Primarily, dengue causes mild symptoms like fever, body rashes, headache, nausea, pain behind the eyes and in the bones, muscles or joints.
Occasionally, it develops into severe dengue -- more common in the ages 6-12, said Dr Rukhsana Parvin, assistant professor of the Department of Paediatrics at Shaheed Suhrawardy Medical College.
Dengue shock syndrome is a dangerous complication of the infection, which is associated with high mortality especially in children, she added.
According to the paediatrician, early detection and access to proper medical care can lower the fatality rates of severe dengue.
Lack of awareness about the disease and its prevention are the main reasons behind the surge in dengue cases. Dengue prevention and control depend on effective mosquito population control measures, she said.
As mentioned earlier, children are vulnerable to the disease and it is important to take necessary precautions to protect them.
Since schools have been closed due to the pandemic, children are mostly staying at home. Parents have to ensure that there is no breeding ground for Aedes mosquitoes in their home and that their children are inside mosquito nets when they are sleeping, Dr Rukhsana said.
Mosquito repellents can also be used to save children from mosquito bites.
If they go out, they should wear long-sleeved shirts, full pants, shoes and socks, she further said, adding that careful fluid management and supportive therapy are the mainstays for the recovery of children infected with dengue.

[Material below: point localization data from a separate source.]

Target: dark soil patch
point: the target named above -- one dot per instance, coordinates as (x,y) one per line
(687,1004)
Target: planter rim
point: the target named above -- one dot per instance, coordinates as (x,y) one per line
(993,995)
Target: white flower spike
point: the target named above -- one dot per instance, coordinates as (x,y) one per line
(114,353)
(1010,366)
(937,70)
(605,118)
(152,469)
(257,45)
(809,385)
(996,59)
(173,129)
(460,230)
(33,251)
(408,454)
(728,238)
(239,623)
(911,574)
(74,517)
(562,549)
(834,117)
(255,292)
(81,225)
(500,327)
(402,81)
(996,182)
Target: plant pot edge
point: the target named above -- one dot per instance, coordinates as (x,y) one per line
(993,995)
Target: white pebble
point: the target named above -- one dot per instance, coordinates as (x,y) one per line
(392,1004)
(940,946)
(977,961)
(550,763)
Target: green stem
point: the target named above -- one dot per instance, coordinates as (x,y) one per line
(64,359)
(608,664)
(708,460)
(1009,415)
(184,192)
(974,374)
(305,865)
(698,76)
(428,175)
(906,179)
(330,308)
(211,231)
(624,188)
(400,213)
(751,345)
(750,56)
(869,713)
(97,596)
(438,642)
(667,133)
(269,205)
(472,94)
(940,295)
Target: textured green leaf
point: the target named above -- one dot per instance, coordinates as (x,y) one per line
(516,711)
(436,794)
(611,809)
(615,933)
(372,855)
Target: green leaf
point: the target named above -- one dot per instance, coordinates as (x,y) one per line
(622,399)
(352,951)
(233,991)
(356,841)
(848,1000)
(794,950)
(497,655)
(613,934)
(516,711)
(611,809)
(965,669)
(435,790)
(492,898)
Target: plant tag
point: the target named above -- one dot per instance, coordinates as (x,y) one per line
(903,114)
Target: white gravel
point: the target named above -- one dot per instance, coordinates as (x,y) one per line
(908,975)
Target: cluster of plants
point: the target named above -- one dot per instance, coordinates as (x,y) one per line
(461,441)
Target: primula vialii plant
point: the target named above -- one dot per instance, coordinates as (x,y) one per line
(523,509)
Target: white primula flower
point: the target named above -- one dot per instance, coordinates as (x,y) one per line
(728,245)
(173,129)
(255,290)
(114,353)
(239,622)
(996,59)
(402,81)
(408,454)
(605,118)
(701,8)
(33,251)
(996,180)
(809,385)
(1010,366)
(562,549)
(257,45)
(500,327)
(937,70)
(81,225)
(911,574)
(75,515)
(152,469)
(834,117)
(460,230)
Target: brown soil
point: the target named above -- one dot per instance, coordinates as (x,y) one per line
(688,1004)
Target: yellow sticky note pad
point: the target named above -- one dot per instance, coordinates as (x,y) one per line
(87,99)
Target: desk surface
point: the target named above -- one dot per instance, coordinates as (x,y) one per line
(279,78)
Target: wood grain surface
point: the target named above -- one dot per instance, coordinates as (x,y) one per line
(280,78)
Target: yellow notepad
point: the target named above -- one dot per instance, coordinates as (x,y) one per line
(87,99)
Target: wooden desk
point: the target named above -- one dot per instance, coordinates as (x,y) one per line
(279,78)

Dr Jesmin Akter, assistant professor (Neonatology) of Sir Salimullah Medical College, said infants are highly vulnerable to the impacts of dengue.
The warning signs include abdominal pain, persistent vomiting, lethargy, irritability or sudden behavioral changes, bleeding from the gum or nose, passage of black stool, blood in vomit, increased hematocrit and concurrent decrease in platelet count.
If one or more of these symptoms are noticed in a child, they should be admitted to hospital immediately, she suggested.
Since management of severe dengue in children is challenging, it's better to protect your child from mosquitoes.